This article is the second of a four-part “Toolbox” series. Each of these will briefly outline one of the four major approaches to handling a divorce, and how the Consilium process integrates the approach into its model.

I first learned to mediate while in I was in law school. I was trained with The Children’s Hearing Project in Cambridge, Massachusetts by a man named Patrick Phear, who had emigrated to the U.S. from South Africa and developed and was then teaching a new style of co-mediation. All mediations occurred with two mediators present, which provided a fabulous way for me, as a young mediator, to learn.  Therefore while in school I was learning the rules of the Courtroom, at the Children’s Hearing Project (CHP) I was simultaneously learning the art of negotiation. 

AT CHP our clients were primarily teenagers and their parents, and many of their issues involved cultural differences between immigrant parents and first generation American children.  The typical tensions between adolescents and their parents were laced with cultural misunderstandings and language dependencies of parents upon their children.  I found myself being young enough to understand the adolescents and old enough to understand the parents.  I liked being the fulcrum in the sea-saw of the conflict, and I found it gratifying to help them find common ground.

When I began practicing family law, mediation seemed like a natural fit for the inter-familial discord that was so often a part of that terrain. The model that is most often used by divorcing partners is that in which the two partners, along with the mediator, a neutral third party whose job is to guide them both toward a mutual understanding, work to achieve a Settlement Agreement.  Mediation can be effective so long as both partners willingly disclose all of their financial holdings, neither party feels controlled or diminished by the other, and they are able to discuss the issues necessary to restructure their family. For some people, a confidential mediation can feel more comfortable than a public courtroom where grievances can sometimes be aired in such a way that the environment can feel hostile, and even escalate underlying points of discontent.

However despite its promise, there are times when mediation simply isn’t possible.

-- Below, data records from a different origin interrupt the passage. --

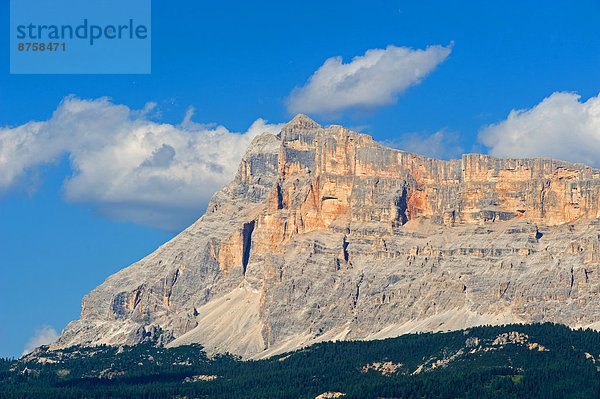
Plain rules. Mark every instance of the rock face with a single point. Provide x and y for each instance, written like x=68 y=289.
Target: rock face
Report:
x=325 y=234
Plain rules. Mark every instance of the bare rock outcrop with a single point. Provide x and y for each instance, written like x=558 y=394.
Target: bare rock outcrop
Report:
x=326 y=234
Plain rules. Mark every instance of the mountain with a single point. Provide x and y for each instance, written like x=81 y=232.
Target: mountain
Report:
x=325 y=234
x=503 y=362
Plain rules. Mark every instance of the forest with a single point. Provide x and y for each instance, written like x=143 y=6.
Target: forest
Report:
x=512 y=361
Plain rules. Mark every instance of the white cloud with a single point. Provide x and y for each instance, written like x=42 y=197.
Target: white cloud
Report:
x=559 y=127
x=42 y=336
x=373 y=79
x=126 y=166
x=443 y=144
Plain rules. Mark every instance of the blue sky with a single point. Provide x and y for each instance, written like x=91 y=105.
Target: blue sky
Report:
x=431 y=77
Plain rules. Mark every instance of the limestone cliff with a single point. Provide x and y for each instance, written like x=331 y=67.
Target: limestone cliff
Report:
x=325 y=234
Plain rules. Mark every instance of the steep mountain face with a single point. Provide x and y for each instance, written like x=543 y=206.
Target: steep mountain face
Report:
x=325 y=234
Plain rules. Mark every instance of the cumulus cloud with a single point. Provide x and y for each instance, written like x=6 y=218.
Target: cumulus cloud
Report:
x=443 y=144
x=42 y=336
x=125 y=165
x=370 y=80
x=560 y=127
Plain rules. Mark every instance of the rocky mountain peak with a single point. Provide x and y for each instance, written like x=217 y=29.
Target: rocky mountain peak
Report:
x=326 y=234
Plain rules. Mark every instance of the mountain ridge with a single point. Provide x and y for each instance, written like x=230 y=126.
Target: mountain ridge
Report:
x=325 y=234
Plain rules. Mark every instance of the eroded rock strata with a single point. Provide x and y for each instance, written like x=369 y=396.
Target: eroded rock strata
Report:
x=325 y=234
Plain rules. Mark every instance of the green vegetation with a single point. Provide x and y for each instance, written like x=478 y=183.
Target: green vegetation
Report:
x=515 y=361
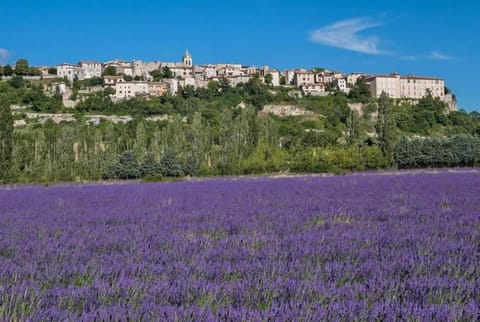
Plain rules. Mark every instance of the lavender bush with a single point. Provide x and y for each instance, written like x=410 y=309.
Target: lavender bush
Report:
x=357 y=247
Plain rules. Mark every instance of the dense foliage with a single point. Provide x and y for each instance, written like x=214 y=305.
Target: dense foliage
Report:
x=459 y=151
x=218 y=130
x=368 y=248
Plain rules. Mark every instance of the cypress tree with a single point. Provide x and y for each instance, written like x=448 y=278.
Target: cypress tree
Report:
x=6 y=140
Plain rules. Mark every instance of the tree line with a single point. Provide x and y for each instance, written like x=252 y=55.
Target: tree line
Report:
x=221 y=130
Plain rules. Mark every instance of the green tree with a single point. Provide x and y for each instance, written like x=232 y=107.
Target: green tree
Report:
x=170 y=166
x=140 y=144
x=126 y=167
x=269 y=79
x=6 y=139
x=17 y=82
x=352 y=127
x=156 y=74
x=8 y=70
x=34 y=71
x=224 y=85
x=22 y=68
x=385 y=126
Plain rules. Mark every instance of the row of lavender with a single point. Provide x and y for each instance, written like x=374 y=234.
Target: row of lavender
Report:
x=358 y=247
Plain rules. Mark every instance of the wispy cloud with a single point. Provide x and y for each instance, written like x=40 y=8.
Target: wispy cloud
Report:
x=438 y=56
x=4 y=53
x=434 y=55
x=410 y=58
x=345 y=34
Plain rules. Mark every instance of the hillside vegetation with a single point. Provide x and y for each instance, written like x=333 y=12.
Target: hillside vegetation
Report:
x=221 y=130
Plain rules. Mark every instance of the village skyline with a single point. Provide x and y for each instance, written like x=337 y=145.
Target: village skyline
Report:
x=426 y=38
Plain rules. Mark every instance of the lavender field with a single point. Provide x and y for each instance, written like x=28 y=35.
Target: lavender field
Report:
x=357 y=247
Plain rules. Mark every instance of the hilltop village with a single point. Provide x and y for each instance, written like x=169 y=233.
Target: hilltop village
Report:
x=128 y=79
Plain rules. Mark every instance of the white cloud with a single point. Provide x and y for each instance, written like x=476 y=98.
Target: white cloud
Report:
x=410 y=58
x=438 y=56
x=434 y=55
x=4 y=55
x=345 y=34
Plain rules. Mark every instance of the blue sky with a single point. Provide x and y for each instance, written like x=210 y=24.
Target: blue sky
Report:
x=431 y=38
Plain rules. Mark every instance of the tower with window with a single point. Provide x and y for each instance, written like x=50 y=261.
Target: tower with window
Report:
x=187 y=59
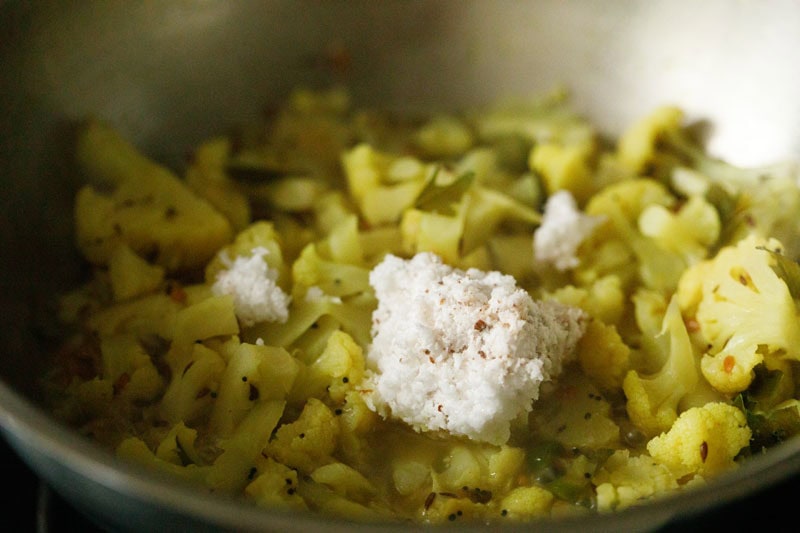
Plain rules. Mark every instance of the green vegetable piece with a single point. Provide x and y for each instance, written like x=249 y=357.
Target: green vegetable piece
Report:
x=442 y=198
x=786 y=269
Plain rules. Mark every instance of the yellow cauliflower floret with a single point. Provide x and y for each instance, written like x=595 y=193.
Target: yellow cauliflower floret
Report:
x=603 y=299
x=308 y=442
x=565 y=167
x=704 y=440
x=603 y=356
x=275 y=485
x=653 y=398
x=744 y=310
x=689 y=232
x=626 y=480
x=619 y=247
x=527 y=502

If substance abuse, mental illness, emotional issues (rage or depression for instance), a history of physical abuse, or anything else makes it unfeasible for the parties to adequately communicate, mediation is not an appropriate choice.  Video conferencing allows for remote mediation, and especially during the pandemic that option has made possible negotiations for couples who might otherwise feel unsafe or uneasy being in the same room together.

Consilium® is built upon the foundation of understanding yourself and the other people in your family, so that if mediation is appropriate it can be incorporated into the restructuring of your family. It does not have to be an either/or alternative.  For example, you may begin with traditional litigation, and then mediate all of the issues revolving around your children’s care and upbringing. 

It is important to remember that even when people choose to mediate all or a part of their divorce, having legal counsel “in the wings” is important.  It is inadvisable to attempt to resolve your family’s legal rights and responsibilities without a clear understanding of the law.  Doing so can create future regrets and misunderstandings.